Он посмотрел на старика, но тому словно не было дела до него. Он осушил стакан, поставил его и снова наполнил. Потом вздохнул, медленно поднялся, подошел к Янкецу и погладил его по голове.
«Нет, ей-богу, я здесь лишний. Пойду!» — твердо решил Петер Майцен, но не мог заставить себя двинуться с места.
— Дедушка, поиграйте! — попросил мальчик, протягивая деду трубу.
— Сейчас? — спросил старик и опять погладил его по голове.
— Ведь у вас же перевелся дух?
— Перевелся, — кивнул старик и взял трубу. — А как окошко? Закрыто еще?
— Закрыто.
— Закрыто. Конечно, закрыто, — покорно произнес старик. — Ведь тетка еще не вернулась домой.
— Нет еще. Она с теткой Змагой разговаривает, — спокойно ответил Янкец, показывая рукой на долину.
— Сирота, — вздохнул старик, направляясь к своей табуретке.
— Тетя не сирота! — возразил мальчуган. — Ведь у взрослых не бывает пап и мам, только дети бывают сиротами. Я стану сиротой, когда мой папа умрет.
— Нет, нет! — заторопился дед, опять подходя к нему. — Я говорю: тетя Змага сирота.
— Змага? Да ведь она взрослая! — не соглашался ребенок.
— Взрослая? Конечно, взрослая. Но и взрослые бывают сироты. Некоторые всю жизнь остаются сиротами.
— А я не буду сиротой, когда стану взрослым! — решительно сказал Янкец.
— Конечно, ты не будешь! — согласился дед.
— Я буду парнем, когда стану большим.
— Конечно, будешь парнем. Большим парнем. Парнем что надо!
— А когда будет война, я не пойду в партизаны, — серьезно сказал мальчик.

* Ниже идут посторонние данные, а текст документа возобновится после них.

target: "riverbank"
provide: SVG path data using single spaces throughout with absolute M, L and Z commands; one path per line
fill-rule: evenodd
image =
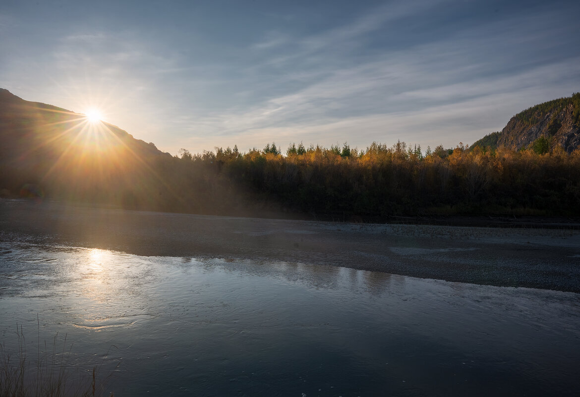
M 336 223 L 0 200 L 0 241 L 580 292 L 580 231 L 570 229 Z

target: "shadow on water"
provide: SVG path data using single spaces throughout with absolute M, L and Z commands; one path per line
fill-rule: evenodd
M 118 347 L 116 395 L 574 395 L 580 296 L 292 261 L 0 246 L 0 336 Z

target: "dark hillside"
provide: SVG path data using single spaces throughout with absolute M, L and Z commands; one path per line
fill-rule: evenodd
M 423 153 L 418 145 L 401 141 L 392 146 L 374 142 L 363 150 L 347 143 L 328 149 L 301 143 L 284 155 L 272 143 L 246 152 L 237 146 L 197 154 L 183 149 L 178 158 L 115 126 L 91 123 L 83 115 L 24 101 L 4 90 L 0 195 L 154 211 L 356 221 L 578 216 L 580 151 L 572 150 L 578 145 L 579 97 L 514 117 L 503 131 L 482 140 L 483 146 L 496 145 L 495 150 L 460 143 Z
M 501 132 L 494 132 L 472 146 L 504 146 L 546 152 L 561 147 L 570 153 L 580 148 L 580 93 L 532 106 L 518 113 Z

— О… о… о! — протянул старик. — Ведь ты всегда говорил, что станешь партизаном.
— Я бы стал, — неторопливо рассуждал мальчик, — да только не буду, чтоб мои дети не были сиротами.
— Ох! — всхлипнул старик и покачал головой. — Куда ж ты денешься, сынок? Ведь сейчас такие войны, от них не скроешься. Они всюду настигнут, повсюду, домой к тебе придут.
Янкец молчал, не сводя с деда широко открытых глаз.
— Что поделаешь! — вздохнул старик. — Видишь, лучше бы вовсе не иметь детей.
Янкец проглотил слюну и ошарашенно спросил:
— Но ведь дети всегда есть. Или нет?
— Конечно, есть. И всегда будут, — подтвердил старик. — Дети всегда будут, слава богу! Только войны больше не должно быть.
Мальчик удивленно смотрел на него, и взгляд его был полон недоверия.
— Дедушка, поиграйте! — снова попросил он.
Старик покачнулся.
— Сейчас, — кивнул он и положил руку на голову ребенка. — Конечно, поиграю, — повторил он, и его большие, окостеневшие от работы пальцы скользнули по волосам внука.
— Ну, давайте!.. — Мальчик неторопливо поднял руки.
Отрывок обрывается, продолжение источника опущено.